Put refactoring of matcher back

harmonydata · Jan 22, 2024 · dae7fd8 · dae7fd8
1 parent d353f7b
commit dae7fd8
Showing 1 changed file with 95 additions and 95 deletions.
diff --git a/src/harmony/matching/matcher.py b/src/harmony/matching/matcher.py
@@ -24,17 +24,15 @@
 SOFTWARE.
 
 '''
-
 from collections import Counter
 from typing import List, Callable
 
 import numpy as np
-from numpy import dot, mat, matmul, ndarray
-from numpy.linalg import norm
-
 from harmony.matching.negator import negate
 from harmony.schemas.requests.text import Instrument
 from harmony.schemas.text_vector import TextVector
+from numpy import dot, mat, matmul, ndarray
+from numpy.linalg import norm
 
 
 def cosine_similarity(vec1: ndarray, vec2: ndarray) -> ndarray:
@@ -45,105 +43,44 @@ def cosine_similarity(vec1: ndarray, vec2: ndarray) -> ndarray:
     return np.asarray(dp / matmul(m1.T, m2))
 
 
-def match_instruments_with_function(
-        instruments: List[Instrument],
-        query: str,
-        vectorisation_function: Callable,
-        mhc_questions: List = [],
-        mhc_all_metadatas: List = [],
-        mhc_embeddings: np.ndarray = np.zeros((0, 0)),
-        texts_cached_vectors: dict[str, List[float]] = {},
-) -> tuple:
-    """
-    Match instruments
-
-    :param instruments: The instruments
-    :param query: The query
-    :param vectorisation_function: A function to vectorize a text
-    :param mhc_questions
-    :param mhc_all_metadatas
-    :param mhc_embeddings
-    :param texts_cached_vectors: A dictionary of already cached vectors from texts (key is the text and value is the vector)
-    """
-
-    # Create a list of text vectors
-    all_questions = []
-    text_vectors: List[TextVector] = []
-    for instrument in instruments:
-        for question in instrument.questions:
-            if question.question_text is None or question.question_text.strip() == "":
-                continue  # skip empty questions
-
-            question.instrument_id = instrument.instrument_id
-            all_questions.append(question)
-
-            # Text
-            question_text = question.question_text
-            if question_text not in texts_cached_vectors.keys():
-                text_vectors.append(
-                    TextVector(
-                        text=question_text, vector=[], is_negated=False, is_query=False
-                    )
-                )
-            else:
-                vector = texts_cached_vectors[question_text]
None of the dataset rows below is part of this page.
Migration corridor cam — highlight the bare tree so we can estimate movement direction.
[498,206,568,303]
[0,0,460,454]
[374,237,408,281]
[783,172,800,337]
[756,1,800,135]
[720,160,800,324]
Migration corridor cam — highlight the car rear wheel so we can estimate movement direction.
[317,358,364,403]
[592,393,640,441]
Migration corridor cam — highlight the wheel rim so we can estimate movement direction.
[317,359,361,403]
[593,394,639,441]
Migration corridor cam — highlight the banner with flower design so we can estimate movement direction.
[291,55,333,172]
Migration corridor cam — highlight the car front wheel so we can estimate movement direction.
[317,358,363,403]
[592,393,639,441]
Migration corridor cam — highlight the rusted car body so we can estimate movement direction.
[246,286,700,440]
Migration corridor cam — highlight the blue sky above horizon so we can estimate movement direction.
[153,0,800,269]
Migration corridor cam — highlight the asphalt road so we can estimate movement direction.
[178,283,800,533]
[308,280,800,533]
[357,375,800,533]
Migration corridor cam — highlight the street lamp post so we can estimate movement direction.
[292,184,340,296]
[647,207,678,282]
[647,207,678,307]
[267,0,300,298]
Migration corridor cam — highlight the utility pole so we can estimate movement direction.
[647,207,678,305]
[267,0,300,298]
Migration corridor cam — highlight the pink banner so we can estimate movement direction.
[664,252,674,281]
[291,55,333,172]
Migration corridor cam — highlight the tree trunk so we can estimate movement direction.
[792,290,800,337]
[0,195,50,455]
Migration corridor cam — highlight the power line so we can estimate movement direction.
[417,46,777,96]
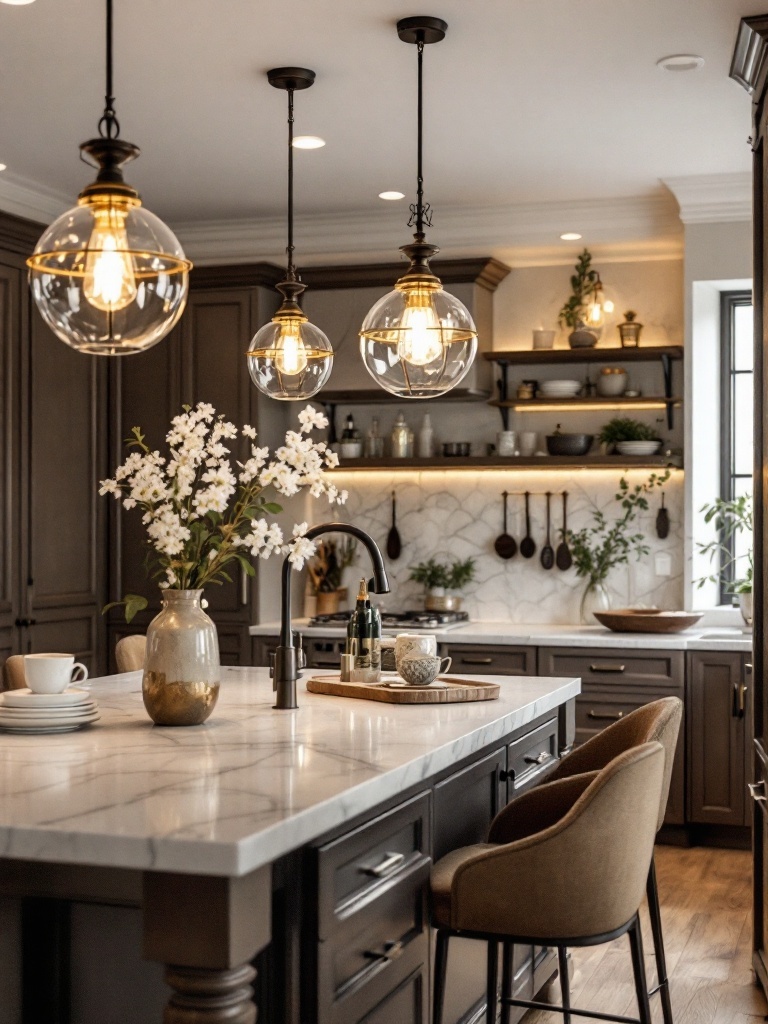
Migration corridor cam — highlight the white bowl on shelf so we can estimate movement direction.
[616,440,662,455]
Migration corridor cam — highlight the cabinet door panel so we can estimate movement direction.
[688,651,746,825]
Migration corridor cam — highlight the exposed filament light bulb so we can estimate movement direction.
[83,202,137,312]
[397,288,442,367]
[274,319,308,377]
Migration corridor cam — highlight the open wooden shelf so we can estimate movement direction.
[338,455,682,472]
[488,394,683,413]
[482,345,683,366]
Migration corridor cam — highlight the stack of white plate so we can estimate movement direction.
[0,687,98,732]
[616,441,662,455]
[539,381,582,398]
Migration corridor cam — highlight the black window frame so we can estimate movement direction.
[719,289,755,604]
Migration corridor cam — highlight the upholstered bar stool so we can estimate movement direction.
[115,633,146,672]
[540,697,683,1024]
[430,741,665,1024]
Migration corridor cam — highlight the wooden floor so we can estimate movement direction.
[524,846,768,1024]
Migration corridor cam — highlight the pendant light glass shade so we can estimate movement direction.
[248,68,334,401]
[360,16,477,398]
[27,0,191,355]
[27,194,191,355]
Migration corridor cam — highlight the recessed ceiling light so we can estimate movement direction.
[656,53,703,71]
[293,135,326,150]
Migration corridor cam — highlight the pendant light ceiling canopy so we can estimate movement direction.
[27,0,191,355]
[248,68,334,401]
[360,16,477,398]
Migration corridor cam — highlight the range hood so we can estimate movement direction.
[301,257,510,406]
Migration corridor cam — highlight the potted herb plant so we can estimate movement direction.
[307,537,357,615]
[696,495,754,626]
[409,558,475,611]
[565,470,670,625]
[558,249,612,348]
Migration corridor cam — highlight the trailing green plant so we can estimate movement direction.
[409,558,475,590]
[598,416,660,444]
[557,249,600,330]
[696,495,754,594]
[565,469,670,585]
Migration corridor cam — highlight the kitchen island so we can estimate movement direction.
[0,669,580,1024]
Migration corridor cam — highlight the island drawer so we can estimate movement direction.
[539,647,684,691]
[507,718,558,800]
[317,862,430,1024]
[440,643,536,676]
[317,793,430,939]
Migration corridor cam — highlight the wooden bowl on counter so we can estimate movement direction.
[593,608,703,633]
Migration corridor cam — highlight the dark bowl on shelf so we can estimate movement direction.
[547,434,595,456]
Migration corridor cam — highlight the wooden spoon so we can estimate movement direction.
[387,490,402,561]
[520,490,536,558]
[494,490,517,558]
[541,490,555,569]
[555,490,573,572]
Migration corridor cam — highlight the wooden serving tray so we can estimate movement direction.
[306,676,501,703]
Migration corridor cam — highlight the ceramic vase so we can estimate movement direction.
[141,589,221,725]
[579,580,610,626]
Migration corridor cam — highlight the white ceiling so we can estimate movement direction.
[0,0,766,256]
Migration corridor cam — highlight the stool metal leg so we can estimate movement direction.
[485,939,499,1024]
[432,928,451,1024]
[627,914,651,1024]
[501,942,515,1024]
[557,946,570,1024]
[645,859,673,1024]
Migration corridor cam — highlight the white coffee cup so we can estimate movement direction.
[24,654,88,693]
[394,633,437,672]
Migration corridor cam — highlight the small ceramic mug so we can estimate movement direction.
[399,654,451,686]
[24,654,88,693]
[394,633,437,672]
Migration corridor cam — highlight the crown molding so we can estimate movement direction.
[172,191,681,267]
[0,171,70,224]
[664,171,752,224]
-                text_vectors.append(
-                    TextVector(
-                        text=question_text,
-                        vector=vector,
-                        is_negated=False,
-                        is_query=False,
-                    )
-                )
-
-            # Negated text
-            negated_text = negate(question_text, instrument.language)
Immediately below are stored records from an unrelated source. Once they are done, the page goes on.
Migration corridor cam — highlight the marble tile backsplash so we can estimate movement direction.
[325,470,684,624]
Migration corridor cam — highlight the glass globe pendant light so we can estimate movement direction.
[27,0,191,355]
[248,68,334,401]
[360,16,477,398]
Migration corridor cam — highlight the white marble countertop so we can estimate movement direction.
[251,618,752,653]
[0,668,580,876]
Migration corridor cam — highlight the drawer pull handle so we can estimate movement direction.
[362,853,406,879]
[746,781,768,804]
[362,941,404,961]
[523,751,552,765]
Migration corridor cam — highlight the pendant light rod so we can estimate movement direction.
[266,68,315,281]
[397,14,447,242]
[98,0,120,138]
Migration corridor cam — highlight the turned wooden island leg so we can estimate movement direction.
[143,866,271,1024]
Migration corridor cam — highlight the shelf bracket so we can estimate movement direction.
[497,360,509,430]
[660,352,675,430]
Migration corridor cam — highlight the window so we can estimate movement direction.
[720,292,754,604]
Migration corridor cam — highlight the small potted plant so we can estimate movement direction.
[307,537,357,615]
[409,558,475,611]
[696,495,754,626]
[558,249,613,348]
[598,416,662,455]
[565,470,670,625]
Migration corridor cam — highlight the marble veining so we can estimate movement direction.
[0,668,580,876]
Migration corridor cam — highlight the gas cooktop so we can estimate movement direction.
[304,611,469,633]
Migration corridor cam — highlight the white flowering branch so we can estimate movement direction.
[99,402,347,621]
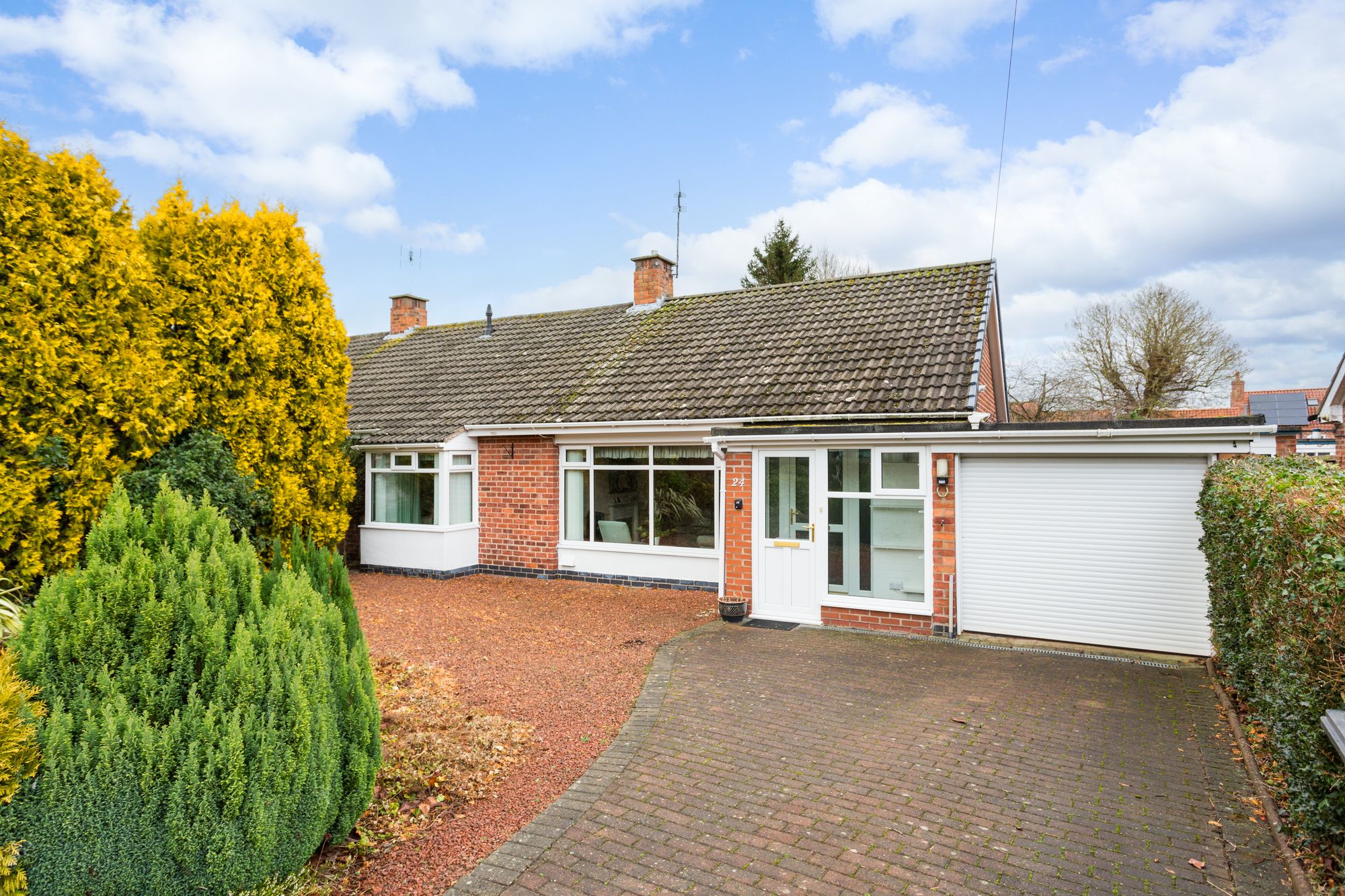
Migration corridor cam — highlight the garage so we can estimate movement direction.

-            if negated_text not in texts_cached_vectors.keys():
-                text_vectors.append(
-                    TextVector(
-                        text=negated_text, vector=[], is_negated=True, is_query=False
-                    )
-                )
-            else:
-                vector = texts_cached_vectors[negated_text]
-                text_vectors.append(
-                    TextVector(
-                        text=negated_text,
-                        vector=vector,
-                        is_negated=True,
-                        is_query=False,
-                    )
-                )
-
-    # Add query
-    if query:
-        if query not in texts_cached_vectors.keys():
-            text_vectors.append(
-                TextVector(text=query, vector=[], is_negated=False, is_query=True)
+def add_text_to_vec(text, texts_cached_vectors, text_vectors, is_negated_, is_query_):
+    if text not in texts_cached_vectors.keys():
+        text_vectors.append(
+            TextVector(
+                text=text, vector=[], is_negated=is_negated_, is_query=is_query_
             )
-        else:
-            vector = texts_cached_vectors[query]
-            text_vectors.append(
-                TextVector(text=query, vector=vector, is_negated=False, is_query=True)
+        )
+    else:
+        vector = texts_cached_vectors[text]
+        text_vectors.append(
+            TextVector(
+                text=text,
+                vector=vector,
+                is_negated=is_negated_,
+                is_query=is_query_,
             )
+        )
+    return text_vectors
 
-    # Texts with no cached vector
-    texts_not_cached = [x.text for x in text_vectors if not x.vector]
 
-    # Get vectors for all texts not cached
-    new_vectors_list: List = vectorisation_function(texts_not_cached).tolist()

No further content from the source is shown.